Wooden Planks have been used to make hand-rest, foot-rest, back-rest and the seat. The choice is apt due to the fact that wood is easier to machine, cheap and light-weight. Also it has better aesthetic value and usability.

3.4            Bolt and nut:

Two types of Regular Hexagonal Head Bolts have been used.

a)      For wooden planks:

Diameter - ¼”

Length – 1 ¼”

Width of the head – 7/16”

Height of the head – 11/64”.

b)      For guiding wheels

Diameter = 3/8”

Length    = 1”

Width of head = 9/16”

Height of head = 1/4”

3.5            Rivets:

Rivets of the following specifications were used

Length = 1”

Diameter = ¼”

3.6            Rear Tyres:

Standard bicycle tyres of 24” diameter were used.

3.7            Guiding Wheels:

These wheels can rotate 360 degrees about the vertical axis. They guide the wheel chair and enable turning. The diameter of the wheel is 8”.        

4. Sequence of Operations

4.1            Design :

As a first step we proposed a mechanism using by applying the knowledge of links. The following figures show the design developed:

Sitting Position

Standing Position

Fig. 4.1 & 4.2: Proposed Design

4.2            Sawing:

The second step was to cut the desired lengths out of the flat plate or the L section as per the requirements. Three types of saws processes were used for this purpose. These are:

a)      Power saw: This saw was primarily used for cutting thicker L sections            and flat plates.                                                                                                                                                                                                                         

b)      Hacksaw: Hack Saw was used to cut rivets as per their desired length.

c)      DoAll Machine: DoAll Saw Machine was used to cut the thinner components.

4.3            Drilling :

Holes of ¼“diameter were drilled into the cut out lengths at appropriate positions for the purpose of riveting. A centre punch was used to locate the exact position of the hole before drilling.

Fig. 4.3: Drilling

          4.4            Shearing

Shearing was used to cut out sheets of the desired dimensions.

Fig. 4.4: Shearing

4.5            Joining

a) Riveting: Riveting has been done for the revolute joints to facilitate their relative angular motion. The rivets were cut to appropriate length by hand sawing using a vice and grinding. Riveting was then done by mounting the components on anvil and hammering.

b) Welding: Electric Arc Welding was used to make permanent joints between two metal components. The electrode material was mild steel. The weld joints were of various types depending upon the usability of the joint – Fillet Joint, Corner Joint and Lap Joint. No filler material was used.

Fig. 4.5: Arc welding

c)      Bolt and Nut: Bolt and Nut joints were used for joining hand-rest, foot-rest, back-rest, seat and guiding wheels to the chassis. These were also used to make temporary joints which were finally riveted.

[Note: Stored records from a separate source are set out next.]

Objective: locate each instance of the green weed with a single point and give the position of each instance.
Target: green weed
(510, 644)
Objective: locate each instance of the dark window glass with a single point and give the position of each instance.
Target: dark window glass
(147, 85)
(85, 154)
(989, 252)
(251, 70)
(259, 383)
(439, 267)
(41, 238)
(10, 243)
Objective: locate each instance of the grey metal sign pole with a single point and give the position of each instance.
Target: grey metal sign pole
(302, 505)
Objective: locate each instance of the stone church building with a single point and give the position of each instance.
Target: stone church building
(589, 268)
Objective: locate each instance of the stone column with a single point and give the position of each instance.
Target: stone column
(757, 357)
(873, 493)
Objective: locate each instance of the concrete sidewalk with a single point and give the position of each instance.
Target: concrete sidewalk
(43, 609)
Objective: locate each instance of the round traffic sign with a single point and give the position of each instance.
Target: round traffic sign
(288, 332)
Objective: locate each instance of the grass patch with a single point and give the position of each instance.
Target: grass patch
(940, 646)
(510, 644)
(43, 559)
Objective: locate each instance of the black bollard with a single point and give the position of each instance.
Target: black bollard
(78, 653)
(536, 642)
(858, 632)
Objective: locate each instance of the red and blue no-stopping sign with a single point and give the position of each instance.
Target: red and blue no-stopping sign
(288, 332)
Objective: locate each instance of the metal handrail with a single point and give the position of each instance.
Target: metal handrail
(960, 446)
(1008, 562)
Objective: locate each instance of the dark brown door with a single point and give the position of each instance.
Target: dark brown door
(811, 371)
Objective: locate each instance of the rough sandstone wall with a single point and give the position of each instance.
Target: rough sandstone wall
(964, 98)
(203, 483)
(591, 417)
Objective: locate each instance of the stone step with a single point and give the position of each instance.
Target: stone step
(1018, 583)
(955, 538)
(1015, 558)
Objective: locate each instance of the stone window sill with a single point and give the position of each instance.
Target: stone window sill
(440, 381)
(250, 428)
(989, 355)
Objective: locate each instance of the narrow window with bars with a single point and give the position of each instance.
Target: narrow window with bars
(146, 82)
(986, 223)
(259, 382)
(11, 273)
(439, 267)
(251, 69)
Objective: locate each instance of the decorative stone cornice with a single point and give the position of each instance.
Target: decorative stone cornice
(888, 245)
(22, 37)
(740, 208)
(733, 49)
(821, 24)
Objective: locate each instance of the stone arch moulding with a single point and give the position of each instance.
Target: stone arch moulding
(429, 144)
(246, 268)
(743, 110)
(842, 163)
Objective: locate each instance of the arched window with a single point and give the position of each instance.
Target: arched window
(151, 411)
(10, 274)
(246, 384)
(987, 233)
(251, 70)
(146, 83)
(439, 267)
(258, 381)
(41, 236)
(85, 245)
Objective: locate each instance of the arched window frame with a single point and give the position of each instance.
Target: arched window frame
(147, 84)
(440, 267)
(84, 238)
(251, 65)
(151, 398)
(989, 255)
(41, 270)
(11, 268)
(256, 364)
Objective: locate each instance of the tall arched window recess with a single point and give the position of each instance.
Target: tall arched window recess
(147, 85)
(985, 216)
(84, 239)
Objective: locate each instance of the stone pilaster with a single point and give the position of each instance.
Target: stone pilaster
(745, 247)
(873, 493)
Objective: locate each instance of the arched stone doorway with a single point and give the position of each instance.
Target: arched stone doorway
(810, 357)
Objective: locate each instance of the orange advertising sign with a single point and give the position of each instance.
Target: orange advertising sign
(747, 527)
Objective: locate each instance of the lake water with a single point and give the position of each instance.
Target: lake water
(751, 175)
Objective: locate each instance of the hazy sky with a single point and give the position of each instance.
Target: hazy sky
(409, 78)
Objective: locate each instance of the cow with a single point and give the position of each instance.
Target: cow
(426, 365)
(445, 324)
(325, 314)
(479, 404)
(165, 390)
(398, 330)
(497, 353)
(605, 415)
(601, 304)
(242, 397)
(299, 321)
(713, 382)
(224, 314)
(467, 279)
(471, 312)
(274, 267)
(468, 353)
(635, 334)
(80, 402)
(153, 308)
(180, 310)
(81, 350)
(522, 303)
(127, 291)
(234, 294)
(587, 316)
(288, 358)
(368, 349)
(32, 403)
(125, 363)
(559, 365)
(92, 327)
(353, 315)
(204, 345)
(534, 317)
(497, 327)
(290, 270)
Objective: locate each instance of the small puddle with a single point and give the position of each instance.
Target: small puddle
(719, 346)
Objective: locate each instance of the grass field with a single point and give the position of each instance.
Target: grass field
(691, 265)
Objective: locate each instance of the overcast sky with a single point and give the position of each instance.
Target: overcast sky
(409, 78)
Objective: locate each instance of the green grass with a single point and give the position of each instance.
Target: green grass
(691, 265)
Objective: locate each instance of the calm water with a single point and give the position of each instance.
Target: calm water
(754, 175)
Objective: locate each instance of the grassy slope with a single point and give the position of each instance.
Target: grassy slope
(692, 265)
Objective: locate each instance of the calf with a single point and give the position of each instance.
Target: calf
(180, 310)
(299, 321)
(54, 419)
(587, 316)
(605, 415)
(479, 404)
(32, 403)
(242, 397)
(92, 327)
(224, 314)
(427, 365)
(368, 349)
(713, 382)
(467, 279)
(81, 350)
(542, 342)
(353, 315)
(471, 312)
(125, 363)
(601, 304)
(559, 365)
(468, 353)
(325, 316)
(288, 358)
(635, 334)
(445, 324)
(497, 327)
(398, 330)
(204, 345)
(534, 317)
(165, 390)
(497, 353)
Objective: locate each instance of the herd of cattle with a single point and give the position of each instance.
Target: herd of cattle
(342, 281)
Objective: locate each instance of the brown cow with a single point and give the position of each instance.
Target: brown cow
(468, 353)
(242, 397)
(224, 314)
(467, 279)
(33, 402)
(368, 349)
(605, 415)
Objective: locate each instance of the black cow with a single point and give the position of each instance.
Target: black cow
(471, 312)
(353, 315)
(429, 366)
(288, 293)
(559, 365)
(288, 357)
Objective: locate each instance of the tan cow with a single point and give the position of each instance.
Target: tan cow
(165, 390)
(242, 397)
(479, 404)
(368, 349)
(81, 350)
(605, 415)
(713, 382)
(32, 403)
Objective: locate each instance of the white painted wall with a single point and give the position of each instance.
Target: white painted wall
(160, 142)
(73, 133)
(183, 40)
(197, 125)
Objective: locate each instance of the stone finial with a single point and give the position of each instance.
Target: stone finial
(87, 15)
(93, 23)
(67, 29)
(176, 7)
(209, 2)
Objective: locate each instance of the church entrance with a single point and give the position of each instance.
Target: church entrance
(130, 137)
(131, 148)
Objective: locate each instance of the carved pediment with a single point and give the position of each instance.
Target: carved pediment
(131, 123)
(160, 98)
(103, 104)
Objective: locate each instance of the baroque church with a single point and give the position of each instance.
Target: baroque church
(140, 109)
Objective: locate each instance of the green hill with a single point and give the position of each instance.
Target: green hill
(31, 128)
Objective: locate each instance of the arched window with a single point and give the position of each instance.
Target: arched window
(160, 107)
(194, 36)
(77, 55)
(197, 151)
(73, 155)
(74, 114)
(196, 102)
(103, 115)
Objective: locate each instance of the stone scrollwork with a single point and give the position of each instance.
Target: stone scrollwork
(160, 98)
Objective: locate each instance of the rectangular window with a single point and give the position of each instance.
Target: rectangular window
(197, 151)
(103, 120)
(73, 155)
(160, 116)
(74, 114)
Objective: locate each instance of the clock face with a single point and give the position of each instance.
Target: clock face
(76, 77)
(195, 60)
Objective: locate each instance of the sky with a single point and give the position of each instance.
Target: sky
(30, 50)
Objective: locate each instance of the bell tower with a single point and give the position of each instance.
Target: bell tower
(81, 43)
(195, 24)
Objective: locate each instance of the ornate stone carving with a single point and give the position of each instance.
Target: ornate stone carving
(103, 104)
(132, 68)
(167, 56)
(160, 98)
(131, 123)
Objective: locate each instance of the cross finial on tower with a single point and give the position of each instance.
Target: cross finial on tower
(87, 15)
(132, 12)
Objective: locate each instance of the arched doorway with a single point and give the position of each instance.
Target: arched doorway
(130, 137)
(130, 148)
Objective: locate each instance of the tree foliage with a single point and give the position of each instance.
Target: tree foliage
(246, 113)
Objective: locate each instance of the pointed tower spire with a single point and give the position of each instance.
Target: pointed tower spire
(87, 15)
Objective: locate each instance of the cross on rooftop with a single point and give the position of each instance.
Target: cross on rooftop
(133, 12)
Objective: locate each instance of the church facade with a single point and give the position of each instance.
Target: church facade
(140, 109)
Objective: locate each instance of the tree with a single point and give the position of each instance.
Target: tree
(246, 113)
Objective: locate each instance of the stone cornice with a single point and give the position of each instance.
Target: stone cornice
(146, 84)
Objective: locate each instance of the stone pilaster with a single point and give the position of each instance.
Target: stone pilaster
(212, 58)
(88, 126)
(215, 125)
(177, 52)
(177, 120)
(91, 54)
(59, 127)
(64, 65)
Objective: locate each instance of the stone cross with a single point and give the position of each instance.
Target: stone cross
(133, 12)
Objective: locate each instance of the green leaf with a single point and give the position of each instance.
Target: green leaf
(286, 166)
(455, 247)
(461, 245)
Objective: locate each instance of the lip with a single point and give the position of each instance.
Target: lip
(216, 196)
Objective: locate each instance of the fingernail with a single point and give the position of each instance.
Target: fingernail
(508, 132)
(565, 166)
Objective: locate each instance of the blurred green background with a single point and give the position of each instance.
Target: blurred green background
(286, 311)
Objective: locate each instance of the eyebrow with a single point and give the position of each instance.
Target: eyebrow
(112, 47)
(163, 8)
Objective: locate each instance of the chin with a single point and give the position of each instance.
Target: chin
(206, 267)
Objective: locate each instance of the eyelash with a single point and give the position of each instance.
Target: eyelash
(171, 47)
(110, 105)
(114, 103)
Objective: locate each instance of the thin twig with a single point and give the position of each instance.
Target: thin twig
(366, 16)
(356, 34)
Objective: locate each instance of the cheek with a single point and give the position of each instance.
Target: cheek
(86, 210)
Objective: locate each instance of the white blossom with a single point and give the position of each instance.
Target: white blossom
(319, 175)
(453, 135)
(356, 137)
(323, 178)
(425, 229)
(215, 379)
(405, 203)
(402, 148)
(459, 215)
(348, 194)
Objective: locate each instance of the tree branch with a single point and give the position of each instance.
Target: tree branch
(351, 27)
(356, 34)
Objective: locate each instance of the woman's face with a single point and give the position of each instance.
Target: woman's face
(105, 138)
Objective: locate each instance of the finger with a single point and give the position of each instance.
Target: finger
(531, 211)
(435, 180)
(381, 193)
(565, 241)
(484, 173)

4.6            Carpentry :

Carpentry was used to make the seat, back rest and the hand rests.

4.7            Counter Sinking :

This was done for proper seating of the bolt head in the wooden planks.

Fig.4.6:  Counter sinking in wooden plank

4.8            Grinding :

Grinding was used to smoothen the edges of the links and also to improve the quality of the weldments.

4.9            Filing :

This was used to smoothen the sharp edges of the drilled holes as well as to remove the excessive chips.

  

4.10       Finishing :

The wooden parts were polished and paint was applied on the metal parts.

5. Conclusion

An attempt has been made to design a wheelchair that can be made to stand along with its occupant thus providing comfort to the patient and increasing his independence. This idea can immensely improve the quality of life for the elderly and the diseased.

During the course of designing, we learnt how to use our theoretical knowledge to find solutions in real practical situations. Most of all we worked together as a team.